14 Aug

What’s love got to do with it?

In the last month I was invited by an airline to contribute to a strategy day, an away day for their senior executives to ponder the bigger picture and how they might take their airline forward in the next few years.  A few external experts such as me had been invited along to the strategy day.  Our purpose was to provide some food for thought to catalyse discussion amongst the executives present.

In planning my presentation, I pondered on the nature of air travel.  Flights are very possibly the most commoditised of travel products.  One of the airline executives present at the strategy day mentioned possible service differentiators such as seat pitch and inflight services such as entertainment, refreshments and wifi.  Controversially to the airline execs present, I put forward the notion that many travellers simply won’t care about any of this.

All travellers are embarking on a trip.  Trip elements will include hotels, destinations, tourist attractions, the weather, food and, of course, the flights.  Travellers will tweet, Facebook, Snapchat and Instagram about all this, sharing their thoughts, experiences and emotions.  People get excited about their trips and are keen to share them with others.  Sadly for airlines, I concluded that flights are no more than an enabler to the far more exciting aspects of the trip.  (See the Emotipiechart above.). The flights are absolutely needed and an essential part of the trip but, unless they are delayed or someone gets dragged off the plane, they will not figure in social media. 

For many travellers, flights will have been purchased based on price and timings.  This behaviour is encouraged by flight intermediaries such as Skyscanner, Kayak and all the other OTAs that do such a great job of completely commoditising the airline industry’s product.
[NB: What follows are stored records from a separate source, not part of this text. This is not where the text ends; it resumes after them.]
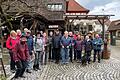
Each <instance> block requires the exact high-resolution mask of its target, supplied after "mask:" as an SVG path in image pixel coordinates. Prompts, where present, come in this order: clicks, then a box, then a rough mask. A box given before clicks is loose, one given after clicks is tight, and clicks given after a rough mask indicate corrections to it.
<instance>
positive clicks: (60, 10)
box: [47, 4, 63, 11]
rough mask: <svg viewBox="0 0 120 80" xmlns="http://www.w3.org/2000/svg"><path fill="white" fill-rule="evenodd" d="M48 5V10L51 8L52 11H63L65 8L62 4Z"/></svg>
mask: <svg viewBox="0 0 120 80" xmlns="http://www.w3.org/2000/svg"><path fill="white" fill-rule="evenodd" d="M47 7H48V10H51V11H61V10H62V9H63V5H62V4H48V5H47Z"/></svg>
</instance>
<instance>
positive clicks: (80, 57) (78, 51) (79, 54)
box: [76, 50, 82, 61]
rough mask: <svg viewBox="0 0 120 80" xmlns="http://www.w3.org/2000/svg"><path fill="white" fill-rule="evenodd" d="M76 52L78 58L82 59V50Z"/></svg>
mask: <svg viewBox="0 0 120 80" xmlns="http://www.w3.org/2000/svg"><path fill="white" fill-rule="evenodd" d="M76 53H77V59H78V60H80V61H81V53H82V51H80V50H76Z"/></svg>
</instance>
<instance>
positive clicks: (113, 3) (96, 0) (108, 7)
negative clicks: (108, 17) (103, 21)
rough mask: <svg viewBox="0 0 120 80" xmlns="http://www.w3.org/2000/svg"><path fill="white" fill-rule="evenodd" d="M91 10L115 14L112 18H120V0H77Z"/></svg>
mask: <svg viewBox="0 0 120 80" xmlns="http://www.w3.org/2000/svg"><path fill="white" fill-rule="evenodd" d="M76 1H77V2H79V3H80V4H81V5H82V6H83V7H85V8H87V9H89V10H90V13H89V14H113V15H115V16H114V17H111V20H117V19H120V0H76Z"/></svg>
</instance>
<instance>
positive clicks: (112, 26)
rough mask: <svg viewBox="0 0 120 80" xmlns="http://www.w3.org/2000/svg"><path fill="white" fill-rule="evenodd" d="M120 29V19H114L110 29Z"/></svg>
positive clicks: (112, 21)
mask: <svg viewBox="0 0 120 80" xmlns="http://www.w3.org/2000/svg"><path fill="white" fill-rule="evenodd" d="M116 30H120V20H116V21H112V22H111V24H110V27H109V28H108V31H116Z"/></svg>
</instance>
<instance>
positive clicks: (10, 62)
mask: <svg viewBox="0 0 120 80" xmlns="http://www.w3.org/2000/svg"><path fill="white" fill-rule="evenodd" d="M9 54H10V69H11V70H15V69H16V68H15V61H14V60H13V52H12V51H11V50H9Z"/></svg>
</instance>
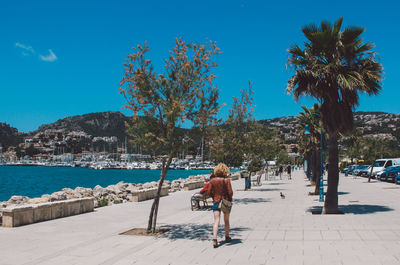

The airlines counter to commoditisation is service differentiation and loyalty schemes.  I would reckon that service differentiators work for business class and above customers but would be of little use for short haul, value based flights/airlines.  As for loyalty schemes, I belong to several and get continually frustrated that I am never allowed to use my miles for the flights I actually want to book.  I don’t know about you but, in my case, the loyalty schemes could be creating disloyalty as I switch from one airline’s scheme to another in search of one that can actually address my flight needs. 

So, in summary, we have a fickle consumer base buying a commoditised product that they don’t get excited about.  What’s to be done?  Consider the digital world.  If you look across all consumer sectors at those businesses that are succeeding, there is a common thread.  They all have a digital presence that is extraordinarily easy and intuitive to use.  The term is ‘frictionless’.  Their interfaces are so sophisticated that they have been made truly simple and intuitive to use.  Interacting with them requires no thought.  Think of Uber with its clear and easy to use map interface or Amazon that allows you to scan a product barcode to check a price and make a purchase with one swipe of the Buy Now slider.  How about Facebook with its “What’s on your mind this morning?” question and its Live, Photo and Check In buttons? 

The best an airline or any other business can do is to make it so easy for consumers to do business with you that they won’t even think about going elsewhere.  Is your business achieving this?  Frictionless commerce is the new frontier and easy is the new loyalty.  What’s love got to do with it?